The commission describes this situation as a “justice gap,” and quotes the late U.S. Supreme Court Justice Lewis Powell’s belief that “it is fundamental that justice should be the same, in substance and availability, without regard to economic status.”
So what does the commission purpose to do about this situation? Almost nothing.
The commission recommends finding ways to encourage lawyers to do more pro bono work, although it doesn’t offer much in the way of concrete suggestions beyond allowing lawyers to receive continuing legal education (CLE) credits for pro bono work in rural areas. What the report doesn’t mention, but lawyers reluctant to do pro bono work must already know, is that only 15 hours of CLE each year is all a lawyer needs to satisfy the CLE requirement imposed by the Iowa Supreme Court.
In addition to suggestions about free legal representation, the report also contains vague suggestions regarding low-cost representation, referred to by the faux Latin term “low bono.”
“Low bono practices are designed to provide legal services to those who cannot pay prevailing ordinary hourly rates for lawyers but do have sufficient resources to make significant payments for legal services,” the report explains. But even if more lawyers do embrace low bono work (presumably out of the goodness of their lawyerly hearts, which the commission seems to be relying on), the report’s suggested hourly rate of $100 may well prove daunting to many cash-strapped Iowans, making legal assistance no more accessible than it is now.
The commission also believes improved technology may take the place of unaffordable lawyers for basic legal services for low-income individuals. The reports suggests developing standardized online legal forms written in plain English that can be easily filled in and e-filed. “Think Turbo Tax!” the report enthuses in a parenthetical aside. The report does not, however, explain where the money will come from to create these forms.
The report largely avoids the topic of providing more money to ensure everyone has access to justice.

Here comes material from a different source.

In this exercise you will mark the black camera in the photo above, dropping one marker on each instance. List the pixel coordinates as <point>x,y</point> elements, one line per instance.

It notes in passing “the Commission does not have substantial funds to assist” organizations that provide legal services to low-income Iowans, like Iowa Legal Aid.

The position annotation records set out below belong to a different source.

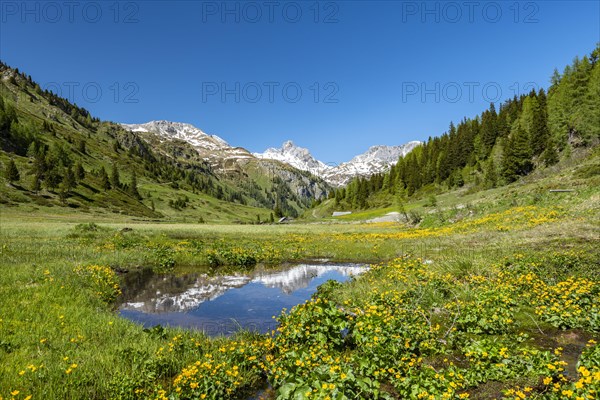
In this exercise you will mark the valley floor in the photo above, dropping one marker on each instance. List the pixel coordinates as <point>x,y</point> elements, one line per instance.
<point>495,299</point>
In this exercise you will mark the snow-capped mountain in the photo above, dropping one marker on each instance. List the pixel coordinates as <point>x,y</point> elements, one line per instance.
<point>182,131</point>
<point>226,160</point>
<point>211,147</point>
<point>295,156</point>
<point>224,157</point>
<point>375,160</point>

The report warns that the Iowa legislature can’t be relied on to provide funds to close the justice gap. It explains that although raising the rates paid to court-appointed lawyers has been a top priority for the Iowa State Bar Association (ISBA) for several years, the association has made no progress persuading legislators to do so. The ISBA also can’t get the legislature to require the State Public Defender’s Office to cover travel expenses for lawyers representing indigent defendants. “With the budgetary lean times ahead, it is not anticipated that there will be ‘state money’ for the foreseeable future,” the report predicts.

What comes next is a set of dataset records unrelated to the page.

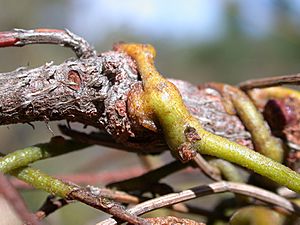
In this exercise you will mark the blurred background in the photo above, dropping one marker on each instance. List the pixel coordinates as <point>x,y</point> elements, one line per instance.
<point>196,40</point>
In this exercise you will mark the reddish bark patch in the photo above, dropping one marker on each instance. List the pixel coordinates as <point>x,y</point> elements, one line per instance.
<point>75,80</point>
<point>6,39</point>
<point>283,117</point>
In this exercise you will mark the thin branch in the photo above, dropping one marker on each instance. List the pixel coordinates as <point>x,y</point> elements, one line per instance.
<point>20,37</point>
<point>16,201</point>
<point>292,79</point>
<point>218,187</point>
<point>57,146</point>
<point>89,178</point>
<point>207,168</point>
<point>50,205</point>
<point>143,182</point>
<point>172,220</point>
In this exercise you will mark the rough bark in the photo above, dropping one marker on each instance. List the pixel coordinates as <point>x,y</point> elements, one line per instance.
<point>94,91</point>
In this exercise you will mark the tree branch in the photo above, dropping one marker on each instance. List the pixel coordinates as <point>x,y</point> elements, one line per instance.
<point>20,37</point>
<point>218,187</point>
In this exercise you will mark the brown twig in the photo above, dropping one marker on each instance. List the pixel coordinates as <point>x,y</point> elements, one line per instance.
<point>145,181</point>
<point>172,220</point>
<point>105,205</point>
<point>292,79</point>
<point>218,187</point>
<point>20,37</point>
<point>16,201</point>
<point>50,205</point>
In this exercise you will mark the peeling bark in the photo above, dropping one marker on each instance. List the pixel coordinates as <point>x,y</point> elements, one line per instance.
<point>94,91</point>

It’s also unlikely the Iowa Supreme Court will do anything to provide money to close the justice gap. In 2015, the court rejected a proposal to impose a $100 fee on Iowa-licensed lawyers to provide funds to support organizations like Iowa Legal Aid. The court also rejected a voluntary version of the fee.
The report says the commission will continue its work, and its recommendations, such as they are, “can be accomplished in a relatively short period of time.”